Old, dry, and flavorful vegan cheeses pair well with heavy, tannic reds. Consider pairing cabernet sauvignon with aged cheddar or vegan brie. Alternatively, serve vegan camembert or gruyère with chardonnay.

With vegan mozzarella or chevre, sparkling wines, dry rosés, light red wines, and crisp white wines go well. These are dairy-free variations of fresh cheeses, which are prepared from recently curdled milk. The texture can vary from crumbly to spreadable, and the flavour can range from mild to acidic.

Salty and funk are complementary.

While matching cheeses of comparable maturities makes sense, this paring is all about difference. If you’re serving strong, blue-veined, washed-rind vegan cheeses, such as gorgonzola and blue cheese, get out the sweet wines. The cheese keeps the wine’s sweetness from dominating your tongue while the sugars in the wine balance off its stink. Opt for sweet red wines like zinfandel or port or dessert wines like Moscato d’Asti or riesling.

Pairings include SriMu Imagine and Maker Wine Dry Dry Sparkling Riesling, Michael Klouda Hatterle Zinfandel 2016, and Virgin Cheese Organic Artisan Bleu.

Wine and cheese from similar locations that are vegan

What grows together, they say, stays together. This pearl of knowledge is relevant to both cooking and wine and cheese matching. Basil and summer produce like tomatoes, zucchini, eggplant, and eggplant go well together. The same is true for wine and cheese from the same region.

You shouldn’t be concerned if you can’t locate an authentic plant-based Époisses de Bourgogne to pair with your Burgundy wine because the market for handmade vegan cheese is still expanding. An approximate value is acceptable. Thus, serve prosecco with a Caprese salad that includes cashew mozzarella or sauvignon blanc with vegan chevre.

Spero Foods The Goat and Rescue Dog Wines Sauvignon Blanc are recommended pairings, as are Tiamo Organic Prosecco and Catalyst Creamery.

If in doubt…

You can almost never go wrong with something bubbly, like champagne, if you want to serve a variety of vegan cheeses and want to make the wine selection process easier. However, any sparkling wine, from dry to sweet, will go well with a cheese plate made of plant-based ingredients.

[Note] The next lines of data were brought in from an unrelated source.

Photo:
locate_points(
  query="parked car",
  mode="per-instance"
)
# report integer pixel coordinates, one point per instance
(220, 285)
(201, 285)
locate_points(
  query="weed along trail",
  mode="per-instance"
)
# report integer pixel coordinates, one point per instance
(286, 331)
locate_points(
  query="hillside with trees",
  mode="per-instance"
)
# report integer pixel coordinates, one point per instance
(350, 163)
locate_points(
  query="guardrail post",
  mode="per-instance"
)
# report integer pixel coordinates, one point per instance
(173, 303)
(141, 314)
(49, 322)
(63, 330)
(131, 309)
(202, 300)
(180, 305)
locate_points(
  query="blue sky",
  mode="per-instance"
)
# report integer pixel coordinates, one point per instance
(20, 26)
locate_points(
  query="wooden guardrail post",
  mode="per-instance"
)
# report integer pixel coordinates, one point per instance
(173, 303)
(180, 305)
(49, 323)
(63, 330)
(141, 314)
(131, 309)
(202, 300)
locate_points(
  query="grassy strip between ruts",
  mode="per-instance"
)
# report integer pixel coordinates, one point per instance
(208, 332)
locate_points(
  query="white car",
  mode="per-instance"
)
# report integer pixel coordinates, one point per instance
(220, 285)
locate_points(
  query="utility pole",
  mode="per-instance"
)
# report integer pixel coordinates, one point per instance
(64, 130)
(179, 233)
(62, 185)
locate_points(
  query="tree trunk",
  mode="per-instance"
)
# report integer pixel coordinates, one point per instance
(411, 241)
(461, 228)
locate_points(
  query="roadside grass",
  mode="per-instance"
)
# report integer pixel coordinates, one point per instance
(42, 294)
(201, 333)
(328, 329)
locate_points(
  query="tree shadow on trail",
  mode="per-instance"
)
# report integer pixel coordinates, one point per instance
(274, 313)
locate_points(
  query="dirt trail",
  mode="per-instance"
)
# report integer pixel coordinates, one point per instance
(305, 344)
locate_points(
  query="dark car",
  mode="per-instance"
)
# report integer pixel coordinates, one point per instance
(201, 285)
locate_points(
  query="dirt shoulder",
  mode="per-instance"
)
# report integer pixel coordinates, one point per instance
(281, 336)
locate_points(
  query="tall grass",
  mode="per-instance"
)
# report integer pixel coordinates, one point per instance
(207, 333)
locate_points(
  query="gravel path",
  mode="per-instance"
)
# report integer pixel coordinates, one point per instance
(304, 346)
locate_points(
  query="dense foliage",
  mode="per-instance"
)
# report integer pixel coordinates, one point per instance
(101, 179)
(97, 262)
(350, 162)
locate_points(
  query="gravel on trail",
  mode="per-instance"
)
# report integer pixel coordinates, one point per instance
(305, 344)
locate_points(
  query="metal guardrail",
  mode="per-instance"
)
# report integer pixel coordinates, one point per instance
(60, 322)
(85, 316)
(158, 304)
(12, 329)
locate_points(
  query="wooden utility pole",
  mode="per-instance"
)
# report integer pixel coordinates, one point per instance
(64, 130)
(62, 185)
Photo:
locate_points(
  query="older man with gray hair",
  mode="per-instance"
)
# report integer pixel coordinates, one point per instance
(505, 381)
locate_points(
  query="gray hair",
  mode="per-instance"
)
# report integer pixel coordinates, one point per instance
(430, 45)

Gonzalez advises choosing a mild cheese with herbal aromas since it will complement each wine you provide differently and bring forth its unique qualities.

On the other hand, you might occasionally serve more than one wine and fewer cheeses. Here, you need a solid cheese made of cashews that is just the proper amount of dry and greasy. Wheels of cheese from companies like Miyoko’s Creamery or Treeline would work great in this situation.

Additionally, you might want to think about presenting your combination with dark chocolate, almonds, crackers, seasonal fruit, and seasonal vegetables.